Thin, duplicate, or transactional pages. Thank-you pages, cart pages, password-reset pages, account screens.
Pages waiting for content. Empty category pages, "coming soon" pages.
Sensitive resources. Print-only versions, internal exports, machine-readable feeds you don't want surfacing as snippets.

Public pages are required to be indexable; non-public pages are required to be non-indexable. Either way, the policy must be explicit and correct.

How to implement

Add the meta tag in <head> for every HTML page that needs a non-default policy:

<meta name="robots" content="noindex, follow">

follow keeps link equity flowing to the destinations even when the host page is not indexed. Pair it with noindex for staging, internal search, faceted listings.

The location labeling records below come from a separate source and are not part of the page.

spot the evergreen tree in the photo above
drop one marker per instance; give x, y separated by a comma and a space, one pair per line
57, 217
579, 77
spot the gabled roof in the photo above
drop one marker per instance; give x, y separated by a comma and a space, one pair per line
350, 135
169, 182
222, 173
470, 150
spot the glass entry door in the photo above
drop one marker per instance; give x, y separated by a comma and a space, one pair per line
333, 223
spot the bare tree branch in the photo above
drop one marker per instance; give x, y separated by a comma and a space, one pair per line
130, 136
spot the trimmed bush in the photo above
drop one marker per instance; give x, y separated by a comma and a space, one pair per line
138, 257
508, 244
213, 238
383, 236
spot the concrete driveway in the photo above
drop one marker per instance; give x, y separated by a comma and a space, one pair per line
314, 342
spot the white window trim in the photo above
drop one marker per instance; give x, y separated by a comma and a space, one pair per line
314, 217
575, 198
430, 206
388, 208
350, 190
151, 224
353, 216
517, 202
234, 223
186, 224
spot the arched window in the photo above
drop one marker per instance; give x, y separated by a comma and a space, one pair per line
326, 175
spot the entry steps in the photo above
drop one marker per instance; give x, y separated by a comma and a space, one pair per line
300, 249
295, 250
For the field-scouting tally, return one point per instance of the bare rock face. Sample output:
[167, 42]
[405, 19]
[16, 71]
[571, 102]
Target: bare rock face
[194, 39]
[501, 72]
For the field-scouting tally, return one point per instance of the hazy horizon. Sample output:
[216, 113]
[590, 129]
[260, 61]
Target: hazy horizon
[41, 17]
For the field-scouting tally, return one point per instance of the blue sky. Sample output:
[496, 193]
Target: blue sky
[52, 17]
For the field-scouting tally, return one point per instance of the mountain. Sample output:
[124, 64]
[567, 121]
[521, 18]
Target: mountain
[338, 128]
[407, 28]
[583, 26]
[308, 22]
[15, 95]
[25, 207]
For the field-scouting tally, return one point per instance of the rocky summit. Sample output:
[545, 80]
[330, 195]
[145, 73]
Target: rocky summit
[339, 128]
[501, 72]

Use directives precisely. The most useful ones, with the values search engines respect:

| Directive | Effect |

|---|---|

| index / noindex | Allow / disallow indexing of this page |

| follow / nofollow | Allow / disallow following links on this page |

| noarchive | Don't show a cached copy in results |

| nosnippet | Don't show a text snippet in results |

| max-snippet:[n] | Cap the snippet at n characters; -1 means no limit |

| max-video-preview:[n] | Cap video preview at n seconds |

| noimageindex | Don't index images on this page |

| unavailable_after:[date] | Drop from the index after this RFC 822 / ISO 8601 date |

Target a specific crawler when you need to. Replace robots with googlebot, bingbot, applebot, or another user-agent token. A robots directive applies to all; a named-bot directive overrides it for that bot.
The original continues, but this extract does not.